Under the Sun


Wednesday, November 20, 2002

Leaving the lint leads to
more thoughtless behavior

MY best friend was at a Laundromat recently when he encountered a woman who fretted about using a facility where anyone with a few quarters and a box of Tide could wash their clothes. She claimed the limited counter space, dumping bags and other stuff, even though she had no need for the spread of Formica at the time. He yielded to her, but when his stuff was out of the dryer, he moved her belongings aside so he could fold his clothes. She gave him the hairy eyeball. Worse, she didn't clean the lint caught in the filter of the dryer she used.

We talked about her rudeness, then laughed about how we'd spent time discussing an episode that seemed incidental. It was, but it also was an indication of how our regard for others has been diluted and how thoughtlessness can infect more significant matters.

Take this dust-up in the City Council over chickens. A neighbor's rooster crowing outside your bedroom window before the sun comes up can be exasperating. When coupled with the usual pressures of daily life, starting the day short of sleep and already irritated doesn't move you to love your neighbor.

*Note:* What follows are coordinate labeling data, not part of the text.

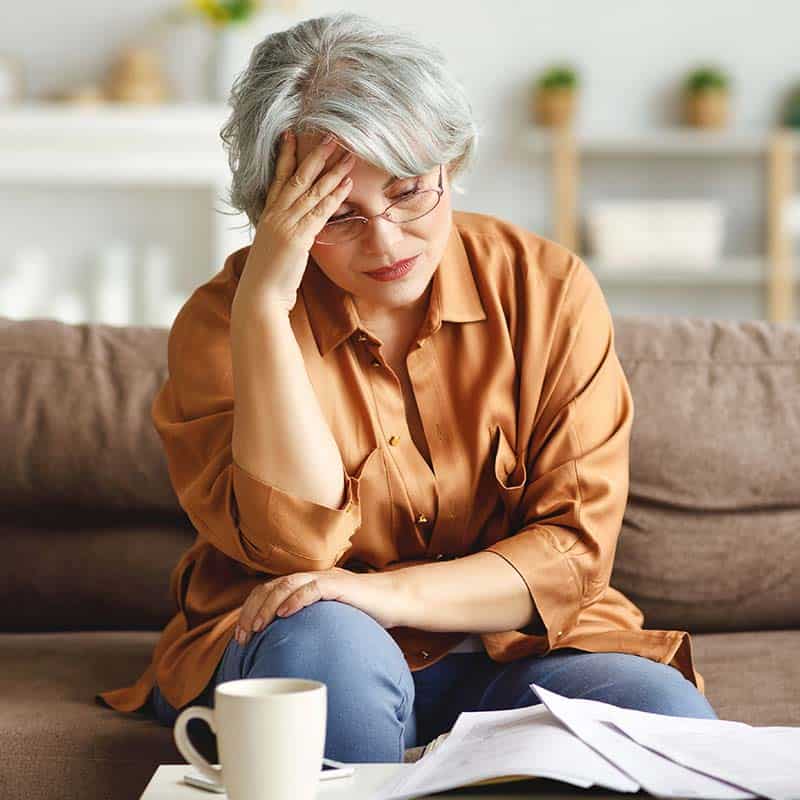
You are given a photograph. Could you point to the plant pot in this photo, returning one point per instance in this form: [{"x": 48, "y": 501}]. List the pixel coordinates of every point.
[
  {"x": 707, "y": 108},
  {"x": 554, "y": 107}
]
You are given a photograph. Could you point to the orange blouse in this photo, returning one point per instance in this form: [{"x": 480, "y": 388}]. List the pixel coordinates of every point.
[{"x": 527, "y": 414}]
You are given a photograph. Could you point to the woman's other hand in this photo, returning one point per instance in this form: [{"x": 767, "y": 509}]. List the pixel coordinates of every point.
[
  {"x": 377, "y": 593},
  {"x": 299, "y": 203}
]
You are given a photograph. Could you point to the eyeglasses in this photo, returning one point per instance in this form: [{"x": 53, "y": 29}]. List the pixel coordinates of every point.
[{"x": 412, "y": 205}]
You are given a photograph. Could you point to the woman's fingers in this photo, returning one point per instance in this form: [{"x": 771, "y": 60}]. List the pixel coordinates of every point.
[
  {"x": 312, "y": 199},
  {"x": 284, "y": 166},
  {"x": 260, "y": 607},
  {"x": 302, "y": 179}
]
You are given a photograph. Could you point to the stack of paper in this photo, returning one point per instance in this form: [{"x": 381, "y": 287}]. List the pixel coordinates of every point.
[{"x": 587, "y": 743}]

In the olden days, people in my neighborhood raised chickens. I don't recall that crowing roosters were ever so annoying that we'd get mad, but there was more space between our houses and the chickens then and perhaps more solicitude. Now, thin margins between homes force us to endure the din of dogs, the babble of Justins and Brittanys on a pumped-up CD player and the Cruella DeVille cacklings of the lady who lives upstairs. It is difficult to accept disturbance in a place that's supposed to be a haven.

So people annoyed by roosters went to City Hall to seek relief. They wanted the government to solve a problem that they seem unable or unwilling to deal with themselves. What resulted -- a stalemate between chicken advocates and sleepless complainants -- illustrates how hard it can be to work out disputes. Having government step in may be necessary in larger conflicts, but I don't think the chicken clash -- if it is really about noise and not about the long-contentious practice of cockfighting -- warrants more law-making.

Because of budget shortages, the police department has recently had to take on enforcement of dog-barking laws. Having a police officer go to a neighbor's house upon your complaint jacks up the intimidation level considerably. It lessens the likelihood that the problem could be worked out person to person, which would be ideal.

Sometimes solutions spark unforeseen consequences. For customer convenience and to sell more stuff, supermarkets and other retailers supply shopping carts. But people abandon them far from the stores or steal them. So many retailers now use carts with wheels that, through the wonders of technology, lock when pushed past a certain zone.

The trouble is that the boundaries of those zones aren't always clear, as a frail, elderly woman discovered recently. Her car was evidently about six feet outside the free-wheeling area so she shuttled her purchases to her trunk one bag at a time. Meanwhile, the cart blocked cars, backing up traffic past the mall entrance to a major intersection a half-block away.

The store manager told me that theft wasn't so much of a problem as people not returning the carts to the designated locations. He said customers whine about carts blocking parking spaces, or left to roll and dent their cars, but don't make the effort to return them properly themselves. They think only "other people" should do that.

We refuse to walk 30 paces to put the cart in the return slot, we don't concern ourselves with barking dogs that disturb the neighbors and we don't clear the lint from the dryer for the next person. We let regard and consideration unravel, then clamor for laws so we can sic the cops on those other people with their noisy chickens.

Cynthia Oi has been on the staff of the Star-Bulletin for 25 years.